Кира облизала пересохшие губы, сжала легкую ткань светлых широких брюк в кулаки. Невозможно понять, что задумал этот человек, да у нее и нет никакого желания гадать.
— Я не совсем понимаю вас.
— Охотно верю. В чем, так во лжи и притворстве, вас не обвинишь.
Ложь? Притворство? Что, вообще, происходит? Она что, на исповеди после воскресной службы, и ее хвалят за послушание?
— Позавтракаем?
— Нет, спасибо, я уже завтракала.
Кира боялась задавать лишние вопросы, боялась, как школьница за партой, что сейчас назовут ее имя, ей выходить к доске, рассказывать домашнее задание, а она ничего не выучила. А ей без пары дней тридцать три года, какой, на хер, может быть страх?
— Ян — прекрасный мальчик, не правда ли?
Назвать Яна прекрасным мальчиком язык не поворачивался, но он отец, для него сын всегда будет мальчиком. Хотела промолчать, но не стала.
— Ян — прекрасный мужчина. Замечательный, скорее всего, лучший.
В груди сразу разлилось тепло, а ладони вспотели, разжала кулаки, тоже взяв бокал с водой, отпила несколько глотков.
— Значит, вы меня поймете.
Кельман постучал по белоснежной скатерти пальцами, продолжая рассматривать сидящую перед ним молодую женщину. Слегка припухшие губы, в глазах блеск, но еще непонимание и страх, такой, на уровне инстинкта — она понимала, кто перед ней.
— Хочу вам сделать предложение.
— Какое?
— Стать моей любовницей.
Кира медленно поставила бокал обратно на стол, выпрямила спину, хотелось обернуться назад и понять, что это сказали не ей, а кому-то за ее спиной. Делать удивленные глаза и моргать ресницами в непонимании было бы верхом глупости.

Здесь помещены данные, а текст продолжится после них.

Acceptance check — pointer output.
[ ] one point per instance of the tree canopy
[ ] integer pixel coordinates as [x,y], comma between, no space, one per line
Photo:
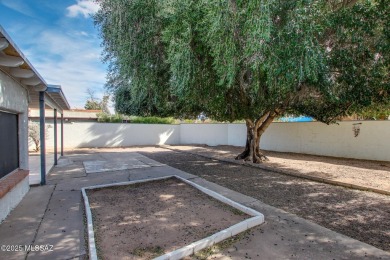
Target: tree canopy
[94,103]
[246,59]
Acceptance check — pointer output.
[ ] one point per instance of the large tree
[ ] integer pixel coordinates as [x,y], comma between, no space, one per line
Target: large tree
[252,60]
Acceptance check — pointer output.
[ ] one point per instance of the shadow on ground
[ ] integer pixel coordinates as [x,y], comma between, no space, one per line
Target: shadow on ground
[364,216]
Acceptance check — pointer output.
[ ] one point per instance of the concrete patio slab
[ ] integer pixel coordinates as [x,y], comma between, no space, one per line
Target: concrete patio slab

Интересно, у Кельманов это на уровне генетики заложено, так просто делать такие предложения? Ян тогда сказал, что подвезет ее, уверенно сказал, потому что он так хочет. А если его папашка, имея в несколько раз больше власти и наглости, захочет нечто подобное, как он будет действовать?

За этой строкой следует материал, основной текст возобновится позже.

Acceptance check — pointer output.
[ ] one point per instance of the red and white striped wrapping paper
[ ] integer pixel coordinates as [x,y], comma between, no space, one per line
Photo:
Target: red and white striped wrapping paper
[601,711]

Раздавит, бетонной плитой раздавит, если услышит отказ.
— У меня есть любимый мужчина.
— Я знаю, это мой сын.
Глава 28
Небо затягивало все больше, огромные тучи медленно надвигались друга на друга, сверкнула первая молния, а Кира так и смотрела, не отрываясь, в одну точку. Где-то в сумочке звонил ее телефон, но это все было уже неважно.
Все было уже не важно.
Сжала руль, до боли прикусила щеку изнутри. Ее загнали в угол, точнее, она сама себя загнала, ее восприятие мира и всей ситуации в целом, она соглашалась с каждым словом Кельмана, почти с каждым. Не должна была, но соглашалась. Как вытравить из головы тот жизненный опыт и вполне логичные сомнения? Как научиться за эти три недели жить сердцем, а не разумом?